Conversion rate has a beta distribution which its parameters are the number of successes (conversions) and the number of failures:

α = 1 + number of visitors that converted
β = 1 + number of visitors that didn’t convert

For example α and β for a source that has 150 visitors and 2 conversions are:

α = 1 + 2 = 3
β = 1 + (150 - 2) = 151

This is how it looks:

The graph shows that almost all the distribution lies between 0.005 and 0.06.

The mean of distribution is:

µ = α / (α + β) = 3 / (151 + 3) = 0.019

The area under the curve for x > 0.01 is 0.93. We are almost confident that this source is performing better than our minimum.

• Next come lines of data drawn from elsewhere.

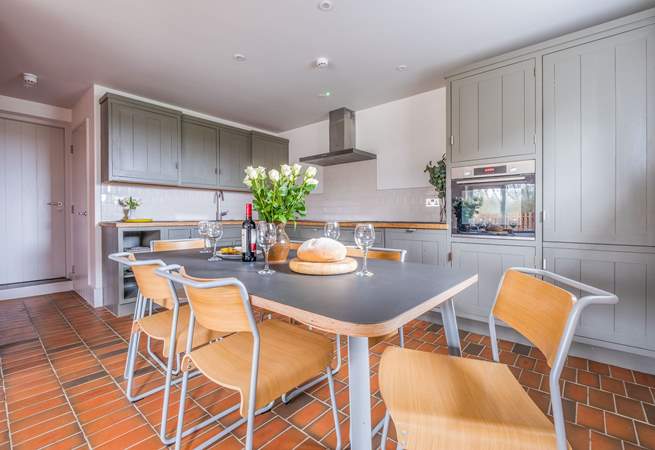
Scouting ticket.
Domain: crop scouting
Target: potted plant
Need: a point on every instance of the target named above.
(279, 197)
(128, 204)
(437, 174)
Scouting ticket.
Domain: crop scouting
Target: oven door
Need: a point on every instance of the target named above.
(501, 206)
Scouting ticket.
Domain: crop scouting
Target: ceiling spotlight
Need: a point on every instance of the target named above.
(30, 80)
(325, 5)
(321, 63)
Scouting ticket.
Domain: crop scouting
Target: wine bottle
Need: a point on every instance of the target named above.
(248, 237)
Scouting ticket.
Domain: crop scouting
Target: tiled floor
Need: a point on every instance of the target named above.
(61, 366)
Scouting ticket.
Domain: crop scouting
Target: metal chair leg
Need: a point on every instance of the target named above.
(385, 431)
(333, 401)
(286, 398)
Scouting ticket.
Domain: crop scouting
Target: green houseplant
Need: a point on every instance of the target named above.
(279, 197)
(437, 174)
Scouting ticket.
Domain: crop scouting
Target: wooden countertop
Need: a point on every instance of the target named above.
(347, 224)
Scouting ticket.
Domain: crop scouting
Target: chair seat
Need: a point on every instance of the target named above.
(439, 402)
(158, 326)
(289, 355)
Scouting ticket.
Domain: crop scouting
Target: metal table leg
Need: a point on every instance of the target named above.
(450, 327)
(359, 388)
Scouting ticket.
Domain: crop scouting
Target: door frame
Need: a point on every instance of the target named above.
(87, 293)
(65, 126)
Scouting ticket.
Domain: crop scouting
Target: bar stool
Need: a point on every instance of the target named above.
(439, 401)
(163, 245)
(261, 361)
(168, 325)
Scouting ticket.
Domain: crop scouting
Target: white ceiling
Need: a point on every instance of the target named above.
(180, 52)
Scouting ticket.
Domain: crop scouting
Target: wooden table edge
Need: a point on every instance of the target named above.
(362, 330)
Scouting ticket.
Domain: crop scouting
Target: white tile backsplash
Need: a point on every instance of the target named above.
(162, 203)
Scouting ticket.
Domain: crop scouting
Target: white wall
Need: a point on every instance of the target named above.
(405, 135)
(34, 109)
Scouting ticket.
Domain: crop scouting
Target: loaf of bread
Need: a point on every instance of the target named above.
(322, 250)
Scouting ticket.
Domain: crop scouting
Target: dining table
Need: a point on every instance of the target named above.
(347, 305)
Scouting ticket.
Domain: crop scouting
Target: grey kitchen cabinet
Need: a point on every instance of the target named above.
(628, 274)
(199, 166)
(493, 113)
(422, 246)
(235, 155)
(598, 167)
(140, 143)
(269, 151)
(489, 261)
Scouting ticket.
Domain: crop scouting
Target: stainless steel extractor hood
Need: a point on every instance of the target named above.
(342, 142)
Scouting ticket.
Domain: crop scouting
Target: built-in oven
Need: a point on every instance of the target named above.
(494, 201)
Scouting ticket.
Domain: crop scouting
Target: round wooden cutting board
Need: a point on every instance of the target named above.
(346, 265)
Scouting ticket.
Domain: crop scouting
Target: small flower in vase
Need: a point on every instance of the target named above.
(128, 204)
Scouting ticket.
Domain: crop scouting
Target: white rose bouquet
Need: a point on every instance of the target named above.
(279, 195)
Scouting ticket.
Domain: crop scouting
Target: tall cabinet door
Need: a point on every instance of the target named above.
(493, 113)
(599, 152)
(145, 144)
(234, 156)
(199, 155)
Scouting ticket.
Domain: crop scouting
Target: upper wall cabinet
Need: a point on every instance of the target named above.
(599, 153)
(269, 151)
(493, 113)
(234, 156)
(140, 142)
(199, 153)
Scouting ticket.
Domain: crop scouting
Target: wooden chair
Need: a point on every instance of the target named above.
(164, 245)
(169, 325)
(261, 361)
(439, 401)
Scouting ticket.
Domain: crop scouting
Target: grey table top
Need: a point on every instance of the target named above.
(395, 289)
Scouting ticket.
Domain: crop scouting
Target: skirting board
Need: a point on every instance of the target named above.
(38, 289)
(610, 356)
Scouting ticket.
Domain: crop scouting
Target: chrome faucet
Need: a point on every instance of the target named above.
(218, 199)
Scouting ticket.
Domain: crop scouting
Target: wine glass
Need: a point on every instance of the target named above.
(331, 230)
(203, 226)
(214, 233)
(266, 237)
(364, 238)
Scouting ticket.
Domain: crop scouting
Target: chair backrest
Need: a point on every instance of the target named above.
(389, 254)
(219, 308)
(535, 308)
(176, 244)
(150, 285)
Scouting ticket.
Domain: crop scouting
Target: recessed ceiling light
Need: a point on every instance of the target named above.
(325, 5)
(30, 80)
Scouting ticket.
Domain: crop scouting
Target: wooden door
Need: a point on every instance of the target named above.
(599, 155)
(199, 155)
(234, 156)
(32, 202)
(144, 145)
(630, 275)
(489, 262)
(80, 213)
(493, 113)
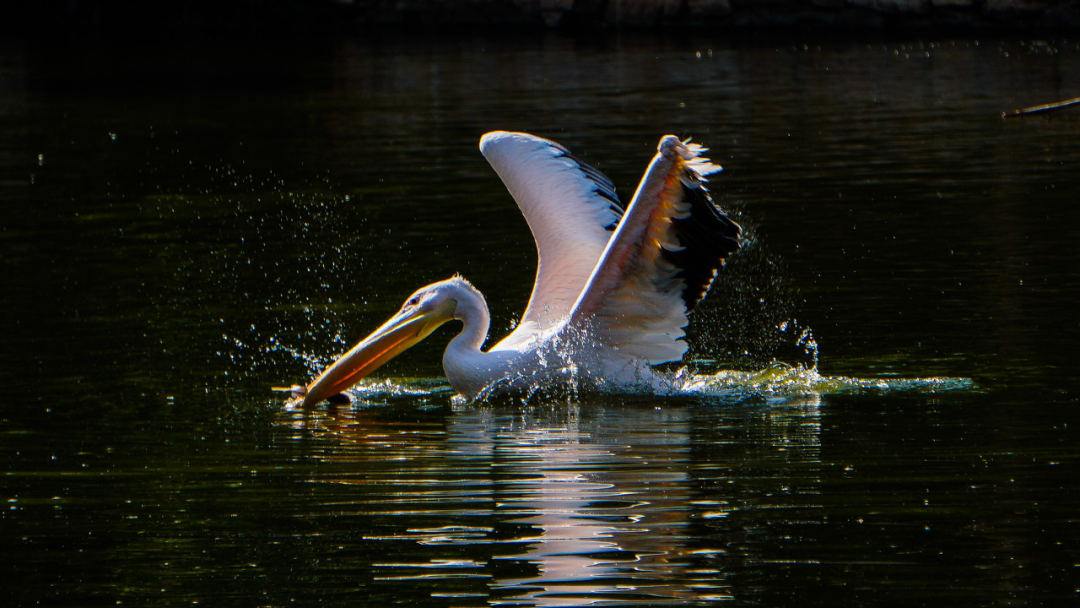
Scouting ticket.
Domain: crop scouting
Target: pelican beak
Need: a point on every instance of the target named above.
(404, 329)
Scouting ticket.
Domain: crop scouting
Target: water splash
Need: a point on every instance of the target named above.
(775, 383)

The range of β distribution is between 0 and 1. It also only depends on the number of successes and failures, very similar to the conversion rate itself. That’s why β distribution is a good way for modeling the conversion rate.

When α + β is small (we only had a few trials) the curve is wider. The curve becomes narrower as we collect more data, whether we have more successes or failures. A wider curve indicates more uncertainty than a narrower one.

Here’s how I use this in real life: if

(Integral of Β(α, β) from 0 to MinimumConversionRate) > 0.95

then I’m very confident that this source is converting less than our acceptable minimum.

In many stats software we use cumulative functions:

Cumulative_Β(α, β, x = MinimumConversionRate) > 0.95

In R:

library(stats4)
less_than_min = function(cpc, arpu, visitors, conversions) {
min <- cpc / arpu;
alpha <- conversions + 1;
beta <- visitors - conversions + 1;
pbeta(min, alpha, beta);
}

Using JavaScript jStat library:

let less_than_min = function(cpc, arpu, visitors, conversions)
let min = cpc / arpu;
let alpha = conversions + 1;
let beta = visitors - conversions + 1;
return jStat.beta.cdf(min, alpha, beta);
}

Using Pipe I made a small online tool for calculating the chance of the conversion rate of a source being less than a minimum. http://homam.github.io/Pipe-Storyboards/#/beta

The program accepts in its input the number of total visitors (by now) and the number of converted visitors and the minimum accepted conversion rate and outputs the probability of the source having a lower than the minimum conversion rate.